## Tuesday, March 20, 2001

### Talk about astronomical chances …

It seems that Taco
Bell is going to give everyone in the US a free taco if the Mir hits a
40'x40' (40 feet by 40 feet, or 12 meters by 12 meters for the
Imperially challenged) target in the South Pacific. I even heard a rumor
that they took out insurance *just in case* they have to pay out.

So what are the odds of Mir (or any piece thereof) hitting a 40'x40'
area? Well, the area of a sphere is 4πr²—to make things
easier let's just say it's 12r² and use 4,000 miles (6,437 km) as r.
That's 12*(4*10^{3} * 4*10^{3}) which is
19.2*10^{7}, normalize it to 1.9*10^{8} and oh, let's say
2*10^{8} or 20 million square miles (you gotta love
exponents—makes the math easier to work with). The target is 1,600
square feet (1.6*10^{3}) and there are 5,280 feet per mile, so that
makes some 28 million square feet per mile (2.8*10^{7}). So
multiply 2*10^{8} by 2.8*10^{7} and you end up with a
surface area of 5.6*10^{15} square feet for the Earth. Divide that
by the target area and you get 3.5*10^{12} which means if my math is
sound, one chance in 3.5 trillion.

Well, actually, not quite. That's the entire Earth and since most objects orbit around the equator, the likelyhood of the Mir crashing in any arbitrary location, say, the South Pole, is not likely.
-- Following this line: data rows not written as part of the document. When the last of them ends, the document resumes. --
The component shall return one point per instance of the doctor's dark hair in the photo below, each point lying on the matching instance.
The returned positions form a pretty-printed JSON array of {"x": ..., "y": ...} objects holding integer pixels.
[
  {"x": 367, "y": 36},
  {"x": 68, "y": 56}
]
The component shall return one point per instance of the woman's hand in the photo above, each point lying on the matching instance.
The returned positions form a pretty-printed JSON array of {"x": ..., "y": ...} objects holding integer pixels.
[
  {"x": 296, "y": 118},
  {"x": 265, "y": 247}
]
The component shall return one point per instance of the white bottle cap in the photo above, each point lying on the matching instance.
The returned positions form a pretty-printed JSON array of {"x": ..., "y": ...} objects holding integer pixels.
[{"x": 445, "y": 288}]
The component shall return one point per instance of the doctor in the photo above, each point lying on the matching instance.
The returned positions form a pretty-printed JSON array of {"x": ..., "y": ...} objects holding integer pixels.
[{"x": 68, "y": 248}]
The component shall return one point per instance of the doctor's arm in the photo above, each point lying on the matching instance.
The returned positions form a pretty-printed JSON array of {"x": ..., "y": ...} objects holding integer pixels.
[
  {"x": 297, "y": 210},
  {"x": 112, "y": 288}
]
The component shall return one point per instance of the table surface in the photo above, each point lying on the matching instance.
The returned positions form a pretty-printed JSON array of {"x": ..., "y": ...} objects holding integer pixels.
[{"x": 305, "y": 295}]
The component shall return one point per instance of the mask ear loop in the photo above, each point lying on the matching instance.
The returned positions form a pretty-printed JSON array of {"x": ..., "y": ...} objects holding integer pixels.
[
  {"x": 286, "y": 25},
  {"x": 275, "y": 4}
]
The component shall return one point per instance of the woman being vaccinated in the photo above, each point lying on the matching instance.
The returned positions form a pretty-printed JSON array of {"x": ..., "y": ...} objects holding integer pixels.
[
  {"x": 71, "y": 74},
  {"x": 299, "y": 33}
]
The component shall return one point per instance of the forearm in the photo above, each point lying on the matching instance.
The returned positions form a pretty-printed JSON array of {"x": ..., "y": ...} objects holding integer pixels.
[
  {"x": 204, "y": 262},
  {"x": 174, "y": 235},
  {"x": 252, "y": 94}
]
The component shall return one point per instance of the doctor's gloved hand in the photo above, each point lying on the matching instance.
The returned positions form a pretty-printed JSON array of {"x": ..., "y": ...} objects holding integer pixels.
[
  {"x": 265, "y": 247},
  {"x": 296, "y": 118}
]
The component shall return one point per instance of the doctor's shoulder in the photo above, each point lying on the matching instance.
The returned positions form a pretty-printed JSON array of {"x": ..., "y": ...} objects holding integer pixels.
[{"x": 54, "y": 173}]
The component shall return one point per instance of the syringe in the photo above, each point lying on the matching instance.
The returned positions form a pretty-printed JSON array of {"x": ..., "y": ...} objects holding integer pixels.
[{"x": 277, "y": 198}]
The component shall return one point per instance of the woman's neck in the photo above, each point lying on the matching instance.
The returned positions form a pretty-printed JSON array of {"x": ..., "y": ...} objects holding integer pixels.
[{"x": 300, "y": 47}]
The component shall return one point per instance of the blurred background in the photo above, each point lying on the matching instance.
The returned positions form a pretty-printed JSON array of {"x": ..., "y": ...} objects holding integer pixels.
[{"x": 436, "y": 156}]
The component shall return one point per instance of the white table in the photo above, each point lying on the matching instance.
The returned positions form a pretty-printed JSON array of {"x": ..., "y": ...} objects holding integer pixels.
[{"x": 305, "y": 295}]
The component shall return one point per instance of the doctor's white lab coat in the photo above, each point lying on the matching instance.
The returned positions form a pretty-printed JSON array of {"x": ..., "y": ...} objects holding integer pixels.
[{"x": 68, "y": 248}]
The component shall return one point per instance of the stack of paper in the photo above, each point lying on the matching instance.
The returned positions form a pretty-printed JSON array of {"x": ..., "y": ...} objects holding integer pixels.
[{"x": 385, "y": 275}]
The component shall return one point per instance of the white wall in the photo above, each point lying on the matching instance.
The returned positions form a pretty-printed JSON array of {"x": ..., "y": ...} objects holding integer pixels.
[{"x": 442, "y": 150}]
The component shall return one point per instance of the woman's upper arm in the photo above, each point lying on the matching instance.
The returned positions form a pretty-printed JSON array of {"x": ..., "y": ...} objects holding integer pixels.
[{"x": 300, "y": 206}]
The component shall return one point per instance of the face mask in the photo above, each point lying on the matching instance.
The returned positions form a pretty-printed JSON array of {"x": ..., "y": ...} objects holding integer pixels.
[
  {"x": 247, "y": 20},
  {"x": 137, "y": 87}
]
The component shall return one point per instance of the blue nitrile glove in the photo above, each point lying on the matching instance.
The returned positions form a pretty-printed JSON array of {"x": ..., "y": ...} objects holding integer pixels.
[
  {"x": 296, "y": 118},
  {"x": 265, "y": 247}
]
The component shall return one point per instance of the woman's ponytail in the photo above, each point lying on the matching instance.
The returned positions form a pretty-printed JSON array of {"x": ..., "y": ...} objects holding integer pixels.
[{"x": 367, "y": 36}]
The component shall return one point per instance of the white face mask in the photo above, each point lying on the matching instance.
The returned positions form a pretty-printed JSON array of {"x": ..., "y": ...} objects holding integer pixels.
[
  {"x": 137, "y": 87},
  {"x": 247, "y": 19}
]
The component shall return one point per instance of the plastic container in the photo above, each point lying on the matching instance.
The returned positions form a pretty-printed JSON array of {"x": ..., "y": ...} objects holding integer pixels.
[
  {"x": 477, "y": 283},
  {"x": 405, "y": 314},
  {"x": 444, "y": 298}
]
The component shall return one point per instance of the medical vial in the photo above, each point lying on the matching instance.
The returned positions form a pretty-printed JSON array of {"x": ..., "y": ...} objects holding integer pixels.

So let's restrict ourselves to an area between 30° North to 30° South. To make it easy (again) we can treat this as a cylinder, so the surface area is 2πrh, and plugging the numbers in and rounding 2π to 6, we end up with an area that is approximately 10 million square miles, which increases the oods to one in 1.75 trillion.

I don't think Taco Bell has much to worry about.